# Project - Programming for Data Analysis 

## Problem statement 

For this project you must create a data set by simulating a real-world phenomenon of your choosing. You may pick any phenomenon you wish – you might pick one that is of interest to you in your personal or professional life. Then, rather than collect data related to the phenomenon, you should model and synthesise such data using Python. We suggest you use the numpy.random package for this purpose. 
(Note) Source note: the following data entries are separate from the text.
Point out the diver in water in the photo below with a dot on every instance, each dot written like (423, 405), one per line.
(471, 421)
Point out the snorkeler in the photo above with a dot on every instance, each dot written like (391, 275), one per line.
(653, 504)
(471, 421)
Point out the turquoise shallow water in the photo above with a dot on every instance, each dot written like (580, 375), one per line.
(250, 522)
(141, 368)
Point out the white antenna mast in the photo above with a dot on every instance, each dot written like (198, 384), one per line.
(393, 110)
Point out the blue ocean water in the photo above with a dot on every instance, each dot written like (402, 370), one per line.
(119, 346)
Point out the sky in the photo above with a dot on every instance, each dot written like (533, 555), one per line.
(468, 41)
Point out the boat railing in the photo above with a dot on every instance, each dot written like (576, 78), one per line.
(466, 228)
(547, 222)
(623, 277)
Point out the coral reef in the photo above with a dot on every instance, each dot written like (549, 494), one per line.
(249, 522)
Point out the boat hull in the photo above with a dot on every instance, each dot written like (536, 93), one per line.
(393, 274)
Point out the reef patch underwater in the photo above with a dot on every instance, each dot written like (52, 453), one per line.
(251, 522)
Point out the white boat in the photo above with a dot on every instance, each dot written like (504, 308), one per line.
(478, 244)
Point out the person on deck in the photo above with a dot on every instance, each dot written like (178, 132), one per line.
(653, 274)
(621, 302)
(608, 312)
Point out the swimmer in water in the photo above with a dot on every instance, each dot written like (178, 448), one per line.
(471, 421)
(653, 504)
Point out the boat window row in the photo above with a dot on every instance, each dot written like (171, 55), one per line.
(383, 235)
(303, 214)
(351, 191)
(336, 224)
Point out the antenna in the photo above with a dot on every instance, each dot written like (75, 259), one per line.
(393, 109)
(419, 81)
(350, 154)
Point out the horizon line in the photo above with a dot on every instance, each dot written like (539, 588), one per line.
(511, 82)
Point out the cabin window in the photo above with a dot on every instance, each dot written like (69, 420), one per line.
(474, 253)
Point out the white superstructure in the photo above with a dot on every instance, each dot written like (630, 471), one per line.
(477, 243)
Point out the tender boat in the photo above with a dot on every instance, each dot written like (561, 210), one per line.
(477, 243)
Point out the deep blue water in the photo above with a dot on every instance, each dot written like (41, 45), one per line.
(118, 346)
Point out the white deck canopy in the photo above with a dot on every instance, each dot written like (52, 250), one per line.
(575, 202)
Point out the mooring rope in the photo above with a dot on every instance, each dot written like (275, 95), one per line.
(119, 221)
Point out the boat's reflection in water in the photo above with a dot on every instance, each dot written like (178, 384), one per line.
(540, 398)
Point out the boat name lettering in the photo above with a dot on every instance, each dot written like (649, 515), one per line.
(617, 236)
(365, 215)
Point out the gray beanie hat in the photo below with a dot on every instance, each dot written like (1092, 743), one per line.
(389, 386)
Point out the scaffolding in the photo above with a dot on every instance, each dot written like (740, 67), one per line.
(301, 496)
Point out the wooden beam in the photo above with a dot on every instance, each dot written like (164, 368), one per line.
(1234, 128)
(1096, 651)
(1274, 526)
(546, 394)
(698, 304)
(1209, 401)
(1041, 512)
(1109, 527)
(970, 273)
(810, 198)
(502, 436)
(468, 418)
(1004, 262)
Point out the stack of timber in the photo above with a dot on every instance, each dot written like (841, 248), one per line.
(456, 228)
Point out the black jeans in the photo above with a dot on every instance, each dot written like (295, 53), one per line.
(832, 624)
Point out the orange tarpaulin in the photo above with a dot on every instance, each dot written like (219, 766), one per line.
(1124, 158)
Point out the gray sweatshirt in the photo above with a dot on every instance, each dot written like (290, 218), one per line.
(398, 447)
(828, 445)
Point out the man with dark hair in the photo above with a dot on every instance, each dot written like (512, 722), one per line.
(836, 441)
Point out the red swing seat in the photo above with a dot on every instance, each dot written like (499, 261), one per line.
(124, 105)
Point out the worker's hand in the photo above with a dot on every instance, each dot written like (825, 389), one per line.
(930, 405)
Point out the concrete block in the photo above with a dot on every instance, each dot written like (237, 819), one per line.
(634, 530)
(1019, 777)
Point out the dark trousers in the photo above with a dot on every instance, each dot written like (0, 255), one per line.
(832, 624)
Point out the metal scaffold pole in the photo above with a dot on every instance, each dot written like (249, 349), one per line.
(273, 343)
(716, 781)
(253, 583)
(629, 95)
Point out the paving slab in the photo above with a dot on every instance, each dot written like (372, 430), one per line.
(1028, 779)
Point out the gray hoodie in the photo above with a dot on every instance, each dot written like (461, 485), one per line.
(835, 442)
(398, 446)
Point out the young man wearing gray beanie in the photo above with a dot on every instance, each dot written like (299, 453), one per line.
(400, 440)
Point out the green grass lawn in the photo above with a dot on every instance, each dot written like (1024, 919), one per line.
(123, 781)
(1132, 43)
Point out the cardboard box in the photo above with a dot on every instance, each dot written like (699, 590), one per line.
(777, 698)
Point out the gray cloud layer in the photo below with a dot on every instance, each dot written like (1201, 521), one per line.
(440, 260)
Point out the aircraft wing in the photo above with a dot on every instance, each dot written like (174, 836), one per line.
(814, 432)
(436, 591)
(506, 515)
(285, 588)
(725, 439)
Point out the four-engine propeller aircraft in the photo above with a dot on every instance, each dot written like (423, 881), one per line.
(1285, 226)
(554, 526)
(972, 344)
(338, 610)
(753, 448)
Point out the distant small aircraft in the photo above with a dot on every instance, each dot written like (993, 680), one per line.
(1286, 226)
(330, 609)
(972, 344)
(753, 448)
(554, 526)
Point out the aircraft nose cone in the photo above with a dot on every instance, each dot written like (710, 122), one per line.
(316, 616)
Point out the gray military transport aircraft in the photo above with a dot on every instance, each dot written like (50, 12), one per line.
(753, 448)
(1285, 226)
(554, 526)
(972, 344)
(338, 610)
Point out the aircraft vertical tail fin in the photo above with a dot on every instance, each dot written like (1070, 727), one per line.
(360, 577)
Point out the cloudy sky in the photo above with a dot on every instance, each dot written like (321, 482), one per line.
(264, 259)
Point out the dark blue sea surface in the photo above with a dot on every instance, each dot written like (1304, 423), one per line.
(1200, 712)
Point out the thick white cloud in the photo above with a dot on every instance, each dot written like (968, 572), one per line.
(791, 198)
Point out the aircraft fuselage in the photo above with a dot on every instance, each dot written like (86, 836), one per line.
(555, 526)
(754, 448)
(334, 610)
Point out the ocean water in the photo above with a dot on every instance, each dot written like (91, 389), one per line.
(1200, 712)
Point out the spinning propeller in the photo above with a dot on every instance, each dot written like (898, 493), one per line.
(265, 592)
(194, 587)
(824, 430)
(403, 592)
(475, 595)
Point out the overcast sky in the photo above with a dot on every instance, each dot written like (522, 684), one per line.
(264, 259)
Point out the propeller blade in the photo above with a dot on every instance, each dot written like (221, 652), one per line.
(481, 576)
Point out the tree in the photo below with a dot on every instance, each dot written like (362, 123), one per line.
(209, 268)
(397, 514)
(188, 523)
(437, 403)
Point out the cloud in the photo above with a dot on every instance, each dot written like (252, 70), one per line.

Speciﬁcally, in this project you should: 

- Choose a real-world phenomenon that can be measured and for which you could collect at least one-hundred data points across at least four diﬀerent variables. 
- Investigate the types of variables involved, their likely distributions, and their relationships with each other. 
- Synthesise/simulate a data set as closely matching their properties as possible. 
- Detail your research and implement the simulation in a Jupyter notebook – the data set itself can simply be displayed in an output cell within the notebook. 

Note that this project is about simulation – you must synthesise a data set. Some students may already have some real-world data sets in their own ﬁles. It is okay to base your synthesised data set on these should you wish (please reference it if you do), but the main task in this project is to create a synthesised data set. The next section gives an example project idea.


## Example project idea 

the performance of students studying a ten-credit module. 

most interesting variable - grade
number of hours on average a student studies per week (hours), 
the number of times they log onto Moodle in the ﬁrst three weeks of term (logins), 
and their previous level of degree qualiﬁcation (qual) 

The hours and grade variables will be non-negative real number with two decimal places, d to grade. 
logins will be a non-zero integer 
and qual will be a categorical variable with four possible values: none, bachelors, masters, or phd. 
four hours per week with a standard deviation of a quarter of an hour 

and that a normal distribution is an acceptable model of such a variable. 
Likewise, I investigate the other four variables, 
and I also look at the relationships between the variables. 

I devise an algorithm (or method) to generate such a data set, 
simulating values of the four variables for two-hundred students. 
I detail all this work in my notebook, 
and then I add some code in to generate a data set with those properties.


## Researching a real world application of interest

### Choosing a dataset

Going through various articles on datasets and data collections across the spectrum of topics, a personal topic of interest is the factors having an effect and influence  automotive fuel efficiency.

Having reviewed several articles on the topic, there seems to be many technical reasons for less than optimal fuel efficiency and the technical issues really comes down to maintenance or a lack thereof. A lot of the other factors comes down to driving style and really becomes temperament and age related. Other factors coming nit play is the size of the vehicle, distance of the commute and weather conditions, so all in all a reasonable set of conditions that can make an interesting dataset.

There is an overwhelming amount of variables that can influence the overall fuel efficiency of a vehicle and very granular maintenance specifics like oil and fuel quality, tyres, air conditioner use and travel distance. The basic factors influencing the outcome is the engine size, the weight, speed, drive style, aerodynamics and mechanical resistance. 

So as a first pass this is rough idea of data that should allow one to make reasonable estimates on fuel consumption.

Make  |Model  |Sub-Class|Type|CC |Cylinders|Gender|Age|Drivestyle|Serviced|Commute
------|-------|---------|----|---|---------|------|---|------- --|--------|-------
Toyota|Corolla|Verso    |MPV |1.6|4        |Male  |55 |Rational  |Annually|32  

Maybe subclass and Type is over complicating the matter.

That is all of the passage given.